No momento em que a taxa de alcoolemia volta à discussão pública, o JPN foi tentar perceber a diferença entre a taxa de 0,5 gramas por litro (g/l), actualmente em vigor, e a taxa de 0,2 g/l, sugerida pelo secretário de Estado da Administração Interna, Ascenso Simões.

A responsável pelo serviço de toxicologia da Faculdade de Farmácia da Universidade do Porto (FFUP), Maria de Lurdes Bastos, explica que baixar a taxa de alcoolemia para 0,2 g/l teria sobretudo um “efeito pedagógico”, mas serviria apenas “para dissuadir as pessoas de beberem antes de conduzir”. Isto porque, diz a especialista, em termos práticos não há uma diferença tão grande entre 0,5 g/l e 0,2g/l.

Para Maria de Lurdes Bastos, “o efeito do álcool depende muito das pessoas”. A mesma bebida tem efeitos diferentes em indivíduos com características distintas.

Com uma taxa de alcoolemia de 0,2 g/l, “as pessoas mais susceptíveis poderão ter alguma redução do tempo de reacção”, mas, explica, continua a ser difícil apontar a diferença entre os dois valores.

Rui Rangel, do Laboratório de Toxicologia do Instituto de Medicina Legal do Porto, também acredita que o que vai fazer variar o efeito do álcool nos comportamentos são as características de cada indivíduo. “Depende da pessoa e das circunstâncias”, afirma.

Rui Rangel não tem conhecimento de estudos “que digam que exista esta taxa ou aquela” por onde nos possamos reger, quando se trata de definir um limite de álcool no sangue.

Por isso, o Laboratório de Toxicologia usa uma tabela que não tem valores rígidos. “[Esta tabela] dá-nos estados de comportamento ou efeitos derivados do uso do álcool”, explica Rui Rangel.

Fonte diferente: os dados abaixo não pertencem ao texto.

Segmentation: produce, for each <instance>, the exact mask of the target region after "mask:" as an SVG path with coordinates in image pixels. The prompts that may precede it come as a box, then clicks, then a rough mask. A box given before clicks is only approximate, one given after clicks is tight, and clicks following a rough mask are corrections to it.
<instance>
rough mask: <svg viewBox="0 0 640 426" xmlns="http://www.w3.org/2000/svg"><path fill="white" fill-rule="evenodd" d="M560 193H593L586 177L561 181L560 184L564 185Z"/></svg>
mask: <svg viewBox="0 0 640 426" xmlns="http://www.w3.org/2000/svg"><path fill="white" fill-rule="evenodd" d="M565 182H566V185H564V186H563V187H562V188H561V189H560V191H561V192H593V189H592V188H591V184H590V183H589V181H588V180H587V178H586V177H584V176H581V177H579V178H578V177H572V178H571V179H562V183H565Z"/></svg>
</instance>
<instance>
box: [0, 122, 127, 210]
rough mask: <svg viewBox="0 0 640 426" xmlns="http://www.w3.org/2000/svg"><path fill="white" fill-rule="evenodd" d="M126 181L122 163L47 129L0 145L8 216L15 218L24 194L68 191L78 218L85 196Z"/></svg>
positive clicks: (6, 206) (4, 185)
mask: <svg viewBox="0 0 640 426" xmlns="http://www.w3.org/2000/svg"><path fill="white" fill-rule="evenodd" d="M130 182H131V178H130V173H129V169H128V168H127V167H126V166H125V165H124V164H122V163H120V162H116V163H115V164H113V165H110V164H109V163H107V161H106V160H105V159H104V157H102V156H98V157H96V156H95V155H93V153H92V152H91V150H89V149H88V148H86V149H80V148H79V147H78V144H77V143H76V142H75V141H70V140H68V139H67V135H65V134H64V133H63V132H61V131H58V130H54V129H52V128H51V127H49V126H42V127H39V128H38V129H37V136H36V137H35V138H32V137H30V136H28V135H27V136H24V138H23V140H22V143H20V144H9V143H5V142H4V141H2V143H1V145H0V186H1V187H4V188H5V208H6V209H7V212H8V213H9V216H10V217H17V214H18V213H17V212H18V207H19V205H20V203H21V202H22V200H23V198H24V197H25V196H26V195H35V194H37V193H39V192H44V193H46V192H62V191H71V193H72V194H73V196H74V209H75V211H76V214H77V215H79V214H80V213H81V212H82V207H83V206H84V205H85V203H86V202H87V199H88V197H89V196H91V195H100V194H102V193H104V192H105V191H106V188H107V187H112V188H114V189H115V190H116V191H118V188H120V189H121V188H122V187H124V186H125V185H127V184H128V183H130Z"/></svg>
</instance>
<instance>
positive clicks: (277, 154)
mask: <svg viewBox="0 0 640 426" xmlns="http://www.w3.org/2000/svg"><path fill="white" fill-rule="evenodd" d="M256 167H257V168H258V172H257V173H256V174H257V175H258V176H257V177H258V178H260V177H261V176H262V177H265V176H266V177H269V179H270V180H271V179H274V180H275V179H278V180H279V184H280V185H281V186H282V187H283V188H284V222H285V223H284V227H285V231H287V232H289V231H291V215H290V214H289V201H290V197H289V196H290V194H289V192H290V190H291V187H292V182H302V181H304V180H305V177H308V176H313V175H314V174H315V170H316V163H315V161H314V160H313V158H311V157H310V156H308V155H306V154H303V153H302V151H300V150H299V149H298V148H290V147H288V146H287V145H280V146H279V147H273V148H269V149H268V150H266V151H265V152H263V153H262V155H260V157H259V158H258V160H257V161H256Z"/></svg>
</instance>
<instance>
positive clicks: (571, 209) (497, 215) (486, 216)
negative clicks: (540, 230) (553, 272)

Comissão Europeia recomenda taxa de alcoolemia

Em Janeiro de 2001, a Comissão Europeia adoptou um conjunto de medidas para uniformizar as taxas de alcoolemia nos Estados-membros em 0,5 g/l – as elevadas taxas de mortes na estrada derivavam em grande parte do consumo excessivo de álcool por parte dos condutores. De acordo com um estudo da Comissão Europeia, publicado em 2001, pelo menos 10 mil indivíduos por ano sofrem acidentes fatais por causa do consumo de álcool.

A maioria dos países da União Europeia tinham já adoptado a taxa de alcoolemia recomendada pela Comissão, mas o documento introduziu uma novidade: a criação de uma segunda taxa a ser aplicada só a determinados tipos de condutores e de veículos. Os condutores de veículos que transportam mercadorias perigosas, veículos de grandes dimensões, veículos de duas rodas e também os condutores inexperientes ficaram sujeitos a uma taxa de alcoolemia de 0,2 g/l.

A Europa é a maior produtora e consumidora de bebidas alcoólicas. Os números são da publicação “World Drink Trends” de 2005 que põe o Luxemburgo no topo da lista. Portugal ocupa o oitavo lugar na classificação com um consumo médio de álcool puro de 9,6 litros.

“Somos um país que produz e consome muito vinho”, diz Maria Lurdes Bastos. É “difícil implementar (uma possível alteração da taxa para 0,2) a não ser que as pessoas deixem de beber antes de conduzir”, afirma a responsável pelo serviço de toxicologia da Faculdade de Farmácia da Universidade do Porto.

Apesar de o ministro da Agricultura já ter desmentido as declarações do secretário de Estado da Administração Interna, a possível alteração da taxa de alcoolemia voltou à discussão pública.